2. The right of access
Individuals have a right to access any personal data relating to them which are held by us. Any individual wishing to exercise this right should apply in writing to our agency or directly to the data controller.
Individuals have the right to obtain the following:
• confirmation that we are processing their personal data;
• a copy of their personal data; and
• other supplementary information – this largely corresponds to the information that is provided in our privacy notice.
3. The right to rectification
Under Article 16 of the GDPR, individual users have the right to have inaccurate personal data rectified.
If an individual user feels their data is inaccurate they should submit a ‘request for rectification’ to our agency or directly to the data controller.
4. The right to erasure
Under Article 17 of the GDPR, individual users have the right to have their personal data erased. This is also known as the ‘right to be forgotten’. The right is not absolute and only applies in certain circumstances.
Individual users have the right to have their personal data erased if:
• the personal data is no longer necessary for the purpose in which our agency originally collected or processed it for;
• The data was collected relying on the consent of the individual users and the individual user withdraws that consent.
• The data was collected or is being processed based on there being a ‘legitimate interest’, and the individual user objects to their data being processed and there is no overriding legitimate interest to continue this processing;
• The data is being processed for direct marketing purposes and the individual user objects to that processing;
In such cases, we agree to erase the data allowing the individual user the ‘right to be forgotten’. If an individual user wishes to have their data erased they should submit a ‘request to be forgotten’ to our agency or directly to the data controller.
5. The right to restrict processing
Under GDPR, individual users have the right to restrict the processing of their personal data in certain circumstances. The data will still be stored, but the way we process and/or share the data will be restricted. This might happen for example if a host wishes to take a break from accommodating students. They may wish for their data to be kept on our system but request we no longer offer their profile to students in accommodation offers.
In such cases, we agree to restrict the use/processing of the data. If an individual user wishes to restrict their data being processed they should submit a ‘data processing restriction request’ to our agency or directly to the data controller. They should make it clear the restrictions they wish to set, the data this corresponds to and the period of time they wish the restriction to be in place for.
6. The right to data portability
Individual users have the right to receive personal data they have provided to our agency/data controller in a structured, commonly used and machine-readable format. This data can be issued to the individual user and/or (if requested by the induvial user) transferred to another controller.
7. The right to object
Article 21 of the GDPR gives individual users the right to object to the processing of their personal data. This effectively allows individual users to ask us to stop processing their personal data.
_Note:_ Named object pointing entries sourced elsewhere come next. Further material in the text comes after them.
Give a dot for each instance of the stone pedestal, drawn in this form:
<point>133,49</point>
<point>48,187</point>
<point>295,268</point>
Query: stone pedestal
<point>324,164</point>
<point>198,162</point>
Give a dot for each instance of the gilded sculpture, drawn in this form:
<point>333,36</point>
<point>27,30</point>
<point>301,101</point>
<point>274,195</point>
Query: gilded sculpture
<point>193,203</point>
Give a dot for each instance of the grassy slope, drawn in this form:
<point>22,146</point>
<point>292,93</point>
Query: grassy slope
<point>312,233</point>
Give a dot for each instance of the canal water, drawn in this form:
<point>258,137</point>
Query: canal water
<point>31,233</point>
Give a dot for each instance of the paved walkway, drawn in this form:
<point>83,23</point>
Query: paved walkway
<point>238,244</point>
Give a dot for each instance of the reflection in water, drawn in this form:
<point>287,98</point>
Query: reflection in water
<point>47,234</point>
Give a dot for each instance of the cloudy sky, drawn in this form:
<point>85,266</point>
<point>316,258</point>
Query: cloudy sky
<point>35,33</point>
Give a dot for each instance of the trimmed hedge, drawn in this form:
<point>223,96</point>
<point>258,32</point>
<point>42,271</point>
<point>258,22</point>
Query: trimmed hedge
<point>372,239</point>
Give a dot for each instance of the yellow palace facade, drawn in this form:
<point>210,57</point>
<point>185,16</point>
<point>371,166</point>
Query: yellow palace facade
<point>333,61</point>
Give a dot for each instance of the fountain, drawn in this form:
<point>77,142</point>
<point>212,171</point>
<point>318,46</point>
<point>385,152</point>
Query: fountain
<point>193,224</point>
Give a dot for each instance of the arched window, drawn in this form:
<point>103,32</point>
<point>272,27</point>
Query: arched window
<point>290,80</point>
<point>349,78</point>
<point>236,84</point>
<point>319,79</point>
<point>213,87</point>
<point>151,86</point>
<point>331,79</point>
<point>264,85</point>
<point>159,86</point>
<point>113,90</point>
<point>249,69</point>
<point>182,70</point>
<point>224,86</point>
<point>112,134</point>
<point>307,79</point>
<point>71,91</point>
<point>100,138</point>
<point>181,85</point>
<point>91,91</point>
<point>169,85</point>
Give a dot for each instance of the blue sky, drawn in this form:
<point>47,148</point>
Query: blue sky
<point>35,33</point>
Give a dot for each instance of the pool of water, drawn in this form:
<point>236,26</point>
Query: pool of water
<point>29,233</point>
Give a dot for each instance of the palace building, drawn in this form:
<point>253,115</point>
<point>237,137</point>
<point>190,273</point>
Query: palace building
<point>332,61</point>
In such cases, we agree to stop using/processing their data. If an individual user wishes for us to stop processing their data they should make this clear to our agency or directly to the data controller.
8. Rights in relation to automated decision making and profiling.
This gives individual users protection against decisions being made based on automated profiling i.e. without human involvement. Although our agency users information technology to match accommodation requests with accommodation providers, the final decision is always made by a human.